Поразило меня и другое обстоятельство, а именно, что пьеса наводит скуку. Романтическая драма стала, несомненно, такой же скучной, как трагедия. Герои ее нас ни в малейшей степени не интересуют. Диалоги полны испанских имен, которые с трудом воспринимаются зрителем, а вся историческая сторона, которою автор явно злоупотребляет, ничуть нас не увлекает, внимание наше утомляется, мы уже не смотрим на сцену, а только ждем, когда автор вернется к основной интриге, чтобы вновь можно было следить за ходом событий. В продолжение всего спектакля волнение ни разу не охватывает зрителя. Иллюзии не получается, остается только глубокий восторг перед литературными достоинствами произведения. Часто, например, подшучивают над рассказом Терамена
[18]; а разве длиннейший монолог Карла V возле могилы Карла Великого не то же, что рассказ Терамена, к тому же растянутый сверх всякой меры? Зрительным залом овладевает такая же скука, только впятеро сильнее — соответственно длине монолога.Говоря о скуке, можно упомянуть и пресловутую сцену с портретами. Когда Виктор Гюго сочинял эту сцену, он, вероятно, думал, что достигает необыкновенной сценичности. А получается прямо противоположное, — ничто так не задерживает действия, как это ненужное перечисление предков. Надо видеть, до чего неловко чувствует себя актер, исполняющий роль дона Карлоса, во время этой бесконечной болтовни старика Гомеса. При чтении этого не замечаешь. На спектакле неправдоподобие ситуации становится вопиющим. В жизни дон Карлос раз двадцать оборвал бы болтуна. И все это написано, чтобы усилить впечатление, чтобы Гомес в конце концов торжественно объявил, что дворянин из рода Сильва не может выдать человека, который нашел у него приют. Беда в том, что весь эффект как раз и пропадает. Его слишком долго ждешь.

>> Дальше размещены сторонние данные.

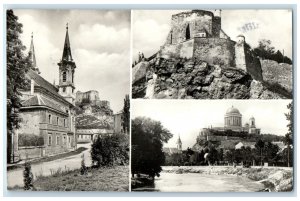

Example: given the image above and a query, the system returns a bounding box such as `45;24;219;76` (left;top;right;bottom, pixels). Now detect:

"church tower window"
48;114;51;124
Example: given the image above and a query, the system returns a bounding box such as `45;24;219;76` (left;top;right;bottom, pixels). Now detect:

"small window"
56;134;59;145
63;71;67;82
48;133;52;146
48;114;51;124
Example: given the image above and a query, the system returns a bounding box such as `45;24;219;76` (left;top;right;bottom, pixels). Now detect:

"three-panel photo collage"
4;8;295;194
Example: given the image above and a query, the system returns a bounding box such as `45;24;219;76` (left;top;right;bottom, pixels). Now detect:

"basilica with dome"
200;106;260;134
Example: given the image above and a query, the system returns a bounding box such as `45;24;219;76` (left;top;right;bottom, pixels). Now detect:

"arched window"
63;71;67;82
185;24;191;40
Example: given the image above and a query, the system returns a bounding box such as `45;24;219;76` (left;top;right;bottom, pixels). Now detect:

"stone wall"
18;110;40;135
16;146;46;160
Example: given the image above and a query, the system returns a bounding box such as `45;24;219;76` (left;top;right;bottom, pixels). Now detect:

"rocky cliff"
132;58;289;99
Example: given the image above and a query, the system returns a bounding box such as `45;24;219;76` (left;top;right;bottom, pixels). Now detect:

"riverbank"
8;166;129;192
162;166;293;192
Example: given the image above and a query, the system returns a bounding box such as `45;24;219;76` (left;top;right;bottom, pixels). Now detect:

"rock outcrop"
132;58;286;99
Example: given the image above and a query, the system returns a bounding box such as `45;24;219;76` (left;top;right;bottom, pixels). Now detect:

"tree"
23;162;33;190
253;39;292;64
6;10;31;162
122;94;130;133
255;139;265;166
254;39;275;59
284;102;294;167
131;117;173;178
80;154;87;175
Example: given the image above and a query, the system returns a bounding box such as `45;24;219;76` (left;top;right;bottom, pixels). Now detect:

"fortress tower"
29;33;41;74
176;135;182;151
58;24;76;104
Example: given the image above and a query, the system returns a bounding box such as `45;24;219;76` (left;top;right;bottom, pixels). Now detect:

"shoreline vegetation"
8;165;129;192
131;166;293;192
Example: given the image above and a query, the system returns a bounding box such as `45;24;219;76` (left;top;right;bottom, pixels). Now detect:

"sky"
132;10;292;60
131;100;291;149
14;9;131;113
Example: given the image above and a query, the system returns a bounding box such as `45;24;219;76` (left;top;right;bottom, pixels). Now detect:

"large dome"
226;106;241;115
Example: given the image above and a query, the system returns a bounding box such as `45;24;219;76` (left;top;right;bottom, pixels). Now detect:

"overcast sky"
132;10;292;59
14;9;130;112
131;100;291;149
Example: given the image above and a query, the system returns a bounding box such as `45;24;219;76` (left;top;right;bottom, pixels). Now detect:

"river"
133;172;264;192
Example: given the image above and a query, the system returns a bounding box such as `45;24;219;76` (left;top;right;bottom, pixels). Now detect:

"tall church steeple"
176;135;182;151
29;33;41;74
58;24;76;104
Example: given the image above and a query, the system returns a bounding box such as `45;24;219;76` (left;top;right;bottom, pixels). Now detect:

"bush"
23;162;33;190
91;134;129;167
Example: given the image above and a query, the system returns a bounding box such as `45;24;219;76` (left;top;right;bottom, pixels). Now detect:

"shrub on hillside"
18;133;44;147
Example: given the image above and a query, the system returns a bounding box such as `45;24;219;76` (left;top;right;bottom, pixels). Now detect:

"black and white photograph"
131;8;293;99
131;100;294;192
6;9;131;192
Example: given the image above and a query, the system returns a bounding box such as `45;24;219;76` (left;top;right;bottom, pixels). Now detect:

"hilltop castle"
11;27;76;161
157;10;263;80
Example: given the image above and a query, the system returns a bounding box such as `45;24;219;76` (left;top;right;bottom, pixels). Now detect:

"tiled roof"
163;147;180;154
27;69;60;96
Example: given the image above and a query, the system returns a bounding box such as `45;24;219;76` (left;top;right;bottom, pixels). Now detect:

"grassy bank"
9;166;129;192
163;166;293;192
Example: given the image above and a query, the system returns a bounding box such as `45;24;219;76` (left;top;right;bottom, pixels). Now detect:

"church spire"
29;33;41;74
62;23;73;61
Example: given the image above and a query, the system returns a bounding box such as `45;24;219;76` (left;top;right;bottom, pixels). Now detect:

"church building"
12;26;76;161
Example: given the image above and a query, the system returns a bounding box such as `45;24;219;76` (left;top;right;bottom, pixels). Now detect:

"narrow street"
7;143;91;187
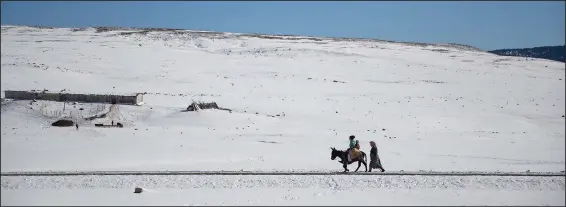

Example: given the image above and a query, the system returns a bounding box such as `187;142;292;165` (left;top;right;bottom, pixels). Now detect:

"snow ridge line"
1;171;566;177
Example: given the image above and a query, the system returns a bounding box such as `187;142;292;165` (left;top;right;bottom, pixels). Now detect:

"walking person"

Конечно, на спектакле гремели бурные аплодисменты. Но не надо обманываться. Вначале я сказал, что сейчас невозможно говорить о драматургии Виктора Гюго. Публика испытывает на себе слишком много различных влияний, и поэтому восторг, который сопутствует возобновлению этих драм, нельзя принимать за справедливый, беспристрастный приговор. Прежде всего надо иметь в виду немаловажную политическую сторону дела. В лице Виктора Гюго приветствуют горячего патриота, горячего республиканца. Кроме того, в зале присутствуют питомцы романтизма; я имею в виду людей, которые были взлелеяны романтизмом и теперь приветствуют литературу своей юной поры независимо от политических взглядов. Я уж не говорю о новом поэтическом поколении, завербованном в поклонники. Приняв во внимание чувство уважения, которое внушает автор, подкрепленное вдобавок восторгом перед чисто литературными достоинствами пьесы, легко понять, почему явную скуку, которую наводит пьеса, прикрывают овации.
Может показаться, будто я говорю парадокс, утверждая, что, несмотря на рукоплескания, зрительный зал оставался равнодушным. Между тем это непреложная истина. Несколько раз, в заранее предусмотренных местах, клакеры выступали одни, среди ледяного безмолвия зала; раздавались их нарочитые, совершенно особые аплодисменты, которые, словно ружейный залп, внезапно разражаются и так же внезапно умолкают. Иной раз воспламенялся весь зал; но это всегда вызывалось какими-нибудь отдельными строками, какими-нибудь чудесными стихами, которые навсегда останутся жемчужинами французской поэзии. Аплодируют всегда поэту, а отнюдь не драматургу.
Говоря о двух исполнителях, г-не Муне-Сюлли и г-не Вормсе, я хотел бы привести новые доводы в пользу правды на сцене. Всем известно, какой успех стяжал г-н Вормс, — успех столь шумный, что г-н Муне-Сюлли, исполняющий роль Эрнани, отошел на второй план. В этом нельзя не видеть весьма красноречивого факта.
Великое несчастье г-на Муне-Сюлли, весьма одаренного актера, заключается в том, что он родился с опозданием на полстолетия. Ему следовало бы появиться одновременно с актерами типа Фредерика Леметра и Бокажа. Тогда он, несомненно, нашел бы свое место в театре, в то время как теперь он представляется мне вырванным из своей сферы, и чувствуется, что ему не по себе. Для нашего слуха речь его слишком отрывиста и слишком неистова. Его певучий голос вызывает у нас недоумение; когда он вращает глазами и скалит белые зубы, мы это воспринимаем как преувеличение; когда он ступает по сцене, он кажется нам безумцем среди уравновешенных, корректных товарищей. В нем течет кровь 1830 года, он играет Эрнани так, как требовалось играть эту роль в те дни, когда драма только что появилась на свет. Теперь же нам кажется, что всего лишь шаг отделяет его от смешного.